Nesta semana, o Ministério Público ofereceu à Justiça a denúncia contra os pais da menina Phelipe Douglas Alves, de 25 anos, e Débora Rolim da Silva, de 24 anos. De acordo com o promotor de Justiça, Leandro Conte Benedicto, responsável pelo caso, os pais foram denunciados pelos crimes de homicídio quadruplamente qualificado, tortura, cárcere privado e fraude processual. Se condenados às penas máximas por todos, cada um pode pegar até 74 anos de prisão.
Júri Popular
O casal será levado a Júri Popular. O Tribunal do Júri, instituído no Brasil desde 1822 e previsto na Constituição Federal, é responsável por julgar crimes dolosos contra a vida. Neste tipo de tribunal, cabe a um colegiado de populares – os jurados sorteados para compor o conselho de sentença – declarar se o crime em questão aconteceu e se o réu é culpado ou inocente. Dessa forma, o magistrado decide conforme a vontade popular, lê a sentença e fixa a pena, em caso de condenação.

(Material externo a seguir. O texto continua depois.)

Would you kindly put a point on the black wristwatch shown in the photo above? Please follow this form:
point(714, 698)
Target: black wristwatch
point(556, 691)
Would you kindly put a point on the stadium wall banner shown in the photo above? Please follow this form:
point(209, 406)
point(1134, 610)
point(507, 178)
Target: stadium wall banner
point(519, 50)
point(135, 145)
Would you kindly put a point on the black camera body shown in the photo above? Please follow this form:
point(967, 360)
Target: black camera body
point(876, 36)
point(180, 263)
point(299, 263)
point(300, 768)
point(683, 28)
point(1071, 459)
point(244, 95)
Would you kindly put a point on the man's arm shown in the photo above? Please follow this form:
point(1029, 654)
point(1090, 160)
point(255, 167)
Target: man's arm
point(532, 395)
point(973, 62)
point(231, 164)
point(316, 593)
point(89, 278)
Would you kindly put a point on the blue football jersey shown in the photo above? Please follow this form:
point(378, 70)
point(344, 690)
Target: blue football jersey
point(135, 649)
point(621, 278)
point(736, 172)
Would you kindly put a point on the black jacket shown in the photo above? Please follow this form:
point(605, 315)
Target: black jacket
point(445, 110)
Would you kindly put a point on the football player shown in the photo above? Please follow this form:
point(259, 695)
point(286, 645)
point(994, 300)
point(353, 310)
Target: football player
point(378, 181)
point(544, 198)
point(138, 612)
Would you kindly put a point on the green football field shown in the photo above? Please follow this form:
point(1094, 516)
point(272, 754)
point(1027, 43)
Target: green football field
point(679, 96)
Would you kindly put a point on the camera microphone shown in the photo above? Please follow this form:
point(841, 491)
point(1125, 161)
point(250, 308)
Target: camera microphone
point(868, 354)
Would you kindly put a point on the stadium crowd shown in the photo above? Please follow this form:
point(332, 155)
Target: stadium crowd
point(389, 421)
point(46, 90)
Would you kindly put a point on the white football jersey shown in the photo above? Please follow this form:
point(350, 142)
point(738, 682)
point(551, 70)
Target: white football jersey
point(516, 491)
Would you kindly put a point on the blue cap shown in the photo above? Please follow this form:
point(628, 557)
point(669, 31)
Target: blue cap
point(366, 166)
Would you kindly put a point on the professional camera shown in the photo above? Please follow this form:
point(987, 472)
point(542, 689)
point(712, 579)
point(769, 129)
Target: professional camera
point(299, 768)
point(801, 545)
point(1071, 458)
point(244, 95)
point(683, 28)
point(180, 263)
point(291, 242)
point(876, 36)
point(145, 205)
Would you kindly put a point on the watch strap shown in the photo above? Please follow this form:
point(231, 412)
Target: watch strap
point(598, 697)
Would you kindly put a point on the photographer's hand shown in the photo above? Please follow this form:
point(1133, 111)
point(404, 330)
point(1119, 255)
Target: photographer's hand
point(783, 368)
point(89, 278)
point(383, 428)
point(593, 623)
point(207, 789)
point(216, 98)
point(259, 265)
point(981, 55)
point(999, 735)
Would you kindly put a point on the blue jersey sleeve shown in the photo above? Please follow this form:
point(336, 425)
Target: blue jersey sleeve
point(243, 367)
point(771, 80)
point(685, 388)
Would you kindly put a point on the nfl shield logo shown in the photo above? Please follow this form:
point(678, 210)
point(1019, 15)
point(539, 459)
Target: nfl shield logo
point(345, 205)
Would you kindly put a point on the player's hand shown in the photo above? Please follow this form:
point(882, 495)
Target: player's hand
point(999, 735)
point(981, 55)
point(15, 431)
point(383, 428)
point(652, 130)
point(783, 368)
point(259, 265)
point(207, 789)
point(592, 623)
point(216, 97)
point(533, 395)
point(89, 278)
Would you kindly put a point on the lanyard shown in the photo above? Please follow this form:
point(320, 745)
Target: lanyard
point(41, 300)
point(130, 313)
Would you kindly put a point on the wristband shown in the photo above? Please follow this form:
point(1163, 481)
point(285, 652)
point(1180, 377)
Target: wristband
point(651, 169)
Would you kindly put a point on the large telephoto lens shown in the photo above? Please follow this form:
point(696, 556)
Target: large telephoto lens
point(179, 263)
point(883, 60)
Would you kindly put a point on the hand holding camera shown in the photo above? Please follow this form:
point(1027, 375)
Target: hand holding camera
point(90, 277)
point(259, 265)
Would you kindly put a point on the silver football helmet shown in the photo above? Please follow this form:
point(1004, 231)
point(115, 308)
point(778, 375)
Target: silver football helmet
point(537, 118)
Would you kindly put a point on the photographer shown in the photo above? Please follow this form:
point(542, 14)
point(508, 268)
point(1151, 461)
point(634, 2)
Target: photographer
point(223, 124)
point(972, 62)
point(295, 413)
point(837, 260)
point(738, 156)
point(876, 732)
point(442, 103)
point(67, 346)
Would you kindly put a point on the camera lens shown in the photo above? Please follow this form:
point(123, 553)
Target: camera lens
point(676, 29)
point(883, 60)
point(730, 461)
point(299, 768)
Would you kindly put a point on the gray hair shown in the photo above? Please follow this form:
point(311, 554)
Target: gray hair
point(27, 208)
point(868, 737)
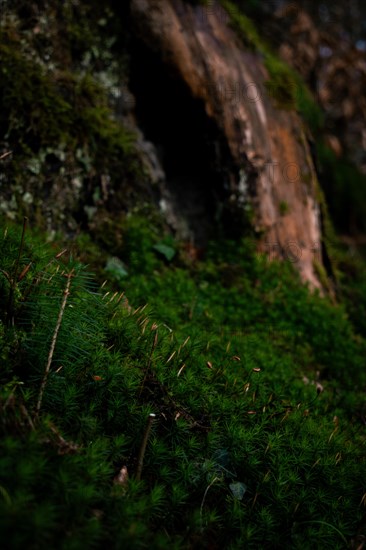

São sorteados, a cada processo, 25 cidadãos que devem comparecer ao julgamento. Destes, apenas sete são sorteados para compor o conselho de sentença que irá definir a responsabilidade do acusado pelo crime. Ao final do julgamento, o colegiado popular deve responder aos chamados quesitos, que são as perguntas feitas pelo presidente do júri sobre o fato criminoso em si e as demais circunstâncias que o envolvem.
O crime
O casal foi preso no sábado, dia 3, por suspeita de ter espancado até a morte a filha de cinco anos. Phelippe Douglas Alves, de 25 anos, e Débora Silva, de 24, haviam acionado o Serviço de Atendimento Móvel de Urgência (Samu), no dia anterior, alegando que a criança tinha caído da cama e batido a cabeça, passando a ter convulsões. Mas a equipe médica suspeitou dos hematomas na menina, que seriam compatíveis com maus tratos.
Pela gravidade dos ferimentos, a menina Emanuelly Agatha foi transferida para o Hospital Regional de Sorocaba, mas morreu na madrugada de sábado. O casal foi detido e, na audiência de custódia, o juiz responsável pelo plantão judiciário determinou a prisão preventiva.